Précédemment dans la saga des transferts transatlantiques

Les transferts de données vers les États-Unis sont un sujet plein de rebondissements depuis l’invalidation du Safe Harbor suivi de celle du Privacy Shield. Les transferts de données personnelles consistent en un traitement de données depuis l’Union européenne vers un État tiers à l’Union européenne qui ne dispose pas de décision d’adéquation (à ce jour quatorze pays disposent d’une telle décision). Pour se prévaloir d’une décision d’adéquation, ledit pays tiers doit prouver d’une protection des données personnelles qui soit équivalente – et non identique – à celle offerte au sein de l’Union européenne, à ceci près que si l’Union européenne n’a pas de compétence en matière de sécurité nationale, les lois de surveillance étrangère des États tiers sont passées au peigne fin et doivent comporter les mêmes garanties que celles prévues par le RGPD (notamment les droits des personnes concernées). Les États-Unis, en raison de leur législation de surveillance étrangère, ne sont pas éligibles à une telle décision. La Commission européenne a alors tenté de contourner ce problème par un accord bilatéral qui ferait office d’autorisation des transferts sans avoir à recourir aux mécanismes juridiques prévus par le RGPD, à savoir les clauses contractuelles types (CCT) et/ou les binding corporate rules (BCR) : ainsi était né le Safe Harbor, finalement invalidé par la Cour de justice de l’Union européenne (CJUE) le 6 octobre 2015, dans l’arrêt Schrems I (aff. C-362/14, Schrems c/ Data Protection Commissioner, AJDA 2015. 2257, chron. E. Broussy, H. Cassagnabère et C. Gänser ; D. 2016. 111 , note B. Haftel ; ibid. 88, point de vue C. Castets-Renard ; ibid. 2025, obs.
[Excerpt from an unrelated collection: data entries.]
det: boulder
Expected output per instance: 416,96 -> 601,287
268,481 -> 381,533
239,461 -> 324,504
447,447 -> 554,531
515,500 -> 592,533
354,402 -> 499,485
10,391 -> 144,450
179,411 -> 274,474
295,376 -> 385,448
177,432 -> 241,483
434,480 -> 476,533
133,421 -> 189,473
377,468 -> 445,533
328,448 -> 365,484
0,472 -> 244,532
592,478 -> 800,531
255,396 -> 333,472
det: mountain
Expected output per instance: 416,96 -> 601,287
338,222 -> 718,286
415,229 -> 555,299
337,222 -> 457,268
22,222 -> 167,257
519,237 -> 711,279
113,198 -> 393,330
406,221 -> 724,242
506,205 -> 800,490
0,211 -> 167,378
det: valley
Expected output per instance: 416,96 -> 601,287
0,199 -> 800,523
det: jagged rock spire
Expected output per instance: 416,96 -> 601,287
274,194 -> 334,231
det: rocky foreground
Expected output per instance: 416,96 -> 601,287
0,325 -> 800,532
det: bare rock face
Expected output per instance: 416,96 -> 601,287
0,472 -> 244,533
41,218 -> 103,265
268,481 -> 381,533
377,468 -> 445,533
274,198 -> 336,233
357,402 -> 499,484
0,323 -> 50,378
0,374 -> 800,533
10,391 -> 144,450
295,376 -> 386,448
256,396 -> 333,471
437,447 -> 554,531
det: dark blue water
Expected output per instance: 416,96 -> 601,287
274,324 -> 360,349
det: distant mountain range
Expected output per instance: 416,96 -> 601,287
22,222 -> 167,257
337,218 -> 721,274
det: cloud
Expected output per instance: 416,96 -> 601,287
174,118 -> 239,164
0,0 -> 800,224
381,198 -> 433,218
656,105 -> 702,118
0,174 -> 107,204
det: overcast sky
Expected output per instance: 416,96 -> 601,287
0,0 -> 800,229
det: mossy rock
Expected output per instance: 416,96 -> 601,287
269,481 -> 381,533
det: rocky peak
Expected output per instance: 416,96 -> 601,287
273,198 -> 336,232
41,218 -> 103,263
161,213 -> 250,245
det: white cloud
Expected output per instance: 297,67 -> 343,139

L. d’Avout et S. Bollée ; AJ pénal 2015. 601, obs. E. Daoud ; Dalloz IP/IT 2016. 26, étude C. Théard-Jallu, J.-M. Job et S. Mintz ; JAC 2015, n° 29, p. 11, obs. E. Scaramozzino ; JT 2015, n° 180, p. 14, obs. E. Scaramozzino ; Rev. crit. DIP 2022. 287, étude U. Kohl ; RTD eur. 2015. 786, obs. M. Benlolo-Carabot ; ibid. 2017. 361, obs. F. Benoît-Rohmer ; ibid. 365, obs. F. Benoît-Rohmer ) après les révélations d’Edward Snowden sur les pratiques de surveillances des autorités américaines.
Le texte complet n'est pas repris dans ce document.